David Germain, ASSOCIATED PRESS: “A big studio film that really works. A remake that improves on the original. Hollywood is truly in fantasyland with CHARLIE AND THE CHOCOLATE FACTORY, Tim Burton’s wildly imaginative take on Roald Dahl’s beloved children’s book. This is the sort of visual feast Burton was born to make. It’s a film packed with chaste delights for young children and plenty of sophisticated, cryptic edge to entertain and puzzle their parents. Then there’s Johnny Depp. As candy man Willy Wonka, Depp puts such a distinct, strange, wondrous and sometimes creepy stamp on this social misfit, Gene Wilder’s portrayal in the 1971 original almost looks like a button-down 9-to-5 Nestle exec by comparison. Just as Depp hoisted PIRATES OF THE CARIBBEAN: THE CURSE OF THE BLACK PEARL from a pleasantly dopey action comedy to an Academy Award-level performance piece, he elevates this elegantly simple tale into Burton’s most human film since their collaborations on ED WOOD and EDWARD SCISSORHANDS.”

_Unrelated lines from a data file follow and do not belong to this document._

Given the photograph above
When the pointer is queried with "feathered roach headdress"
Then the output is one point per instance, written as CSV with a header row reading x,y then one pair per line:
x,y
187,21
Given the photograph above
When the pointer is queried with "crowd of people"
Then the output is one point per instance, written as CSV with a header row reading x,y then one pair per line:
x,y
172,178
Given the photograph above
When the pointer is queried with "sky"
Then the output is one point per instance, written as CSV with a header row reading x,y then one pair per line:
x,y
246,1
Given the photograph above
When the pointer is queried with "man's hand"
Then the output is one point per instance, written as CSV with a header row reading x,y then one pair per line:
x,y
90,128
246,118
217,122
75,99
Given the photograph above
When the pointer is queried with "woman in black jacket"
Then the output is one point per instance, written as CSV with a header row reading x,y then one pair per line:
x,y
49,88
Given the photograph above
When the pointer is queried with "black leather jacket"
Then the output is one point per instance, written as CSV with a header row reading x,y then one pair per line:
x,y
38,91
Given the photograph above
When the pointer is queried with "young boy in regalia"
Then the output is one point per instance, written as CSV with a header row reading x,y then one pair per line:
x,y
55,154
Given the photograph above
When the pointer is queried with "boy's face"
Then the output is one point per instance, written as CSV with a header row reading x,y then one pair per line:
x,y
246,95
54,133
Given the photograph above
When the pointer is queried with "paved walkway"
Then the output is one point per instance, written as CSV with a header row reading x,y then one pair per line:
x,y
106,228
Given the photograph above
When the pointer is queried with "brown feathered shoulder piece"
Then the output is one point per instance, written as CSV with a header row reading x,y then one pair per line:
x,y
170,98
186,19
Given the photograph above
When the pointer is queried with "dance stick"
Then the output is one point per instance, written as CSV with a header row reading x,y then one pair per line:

Michael Wilmington, CHICAGO TRIBUNE: “In a summer of movie discontent,CHARLIE AND THE CHOCOLATE FACTORY stands out like a gourmet truffle in a box of stale caramels and curdled creams. Tim Burton’s scrumptious version of writer Roald Dahl’s 1964 children’s classic is almost everything you’d want it to be: a peach of a story delightfully imagined by Dahl and lushly realized by Burton. It’s full of witty or awesome scenes, flights of fancy and characters either totally, lovably sweet or outrageously, humorously rotten. Heading that gallery is Dahl’s cracked genius of a candymaker, Willy Wonka himself, the character memorably played by Gene Wilder in the 1971 film version of Dahl’s book and here played by Johnny Depp. Depp’s Wonka can seem sweet and poisonous himself, sometimes in a single line reading […]. Depp […]plays Wonka like a daffy man-child, brilliant and petulant, always in control but only because he owns everything in sight. Depp’s line readings, as in PIRATES OF THE CARIBBEAN, are disarmingly twisted and unexpected; he bends phrases, just as Wonka springs traps and double meanings. As in his first BATMAN, Burton fashions a wonderful pop mythology on screen. But the film works so well because all its makers (including executive producer Felicity Dahl) are so faithful to Dahl’s vision and mood. It’s an exhilarating and fanciful movie that never drowns in money or technology. CHARLIE AND THE CHOCOLATE FACTORY, in fact, gives you everything you should want of it, except the actual taste of chocolate. You can bring that yourself.”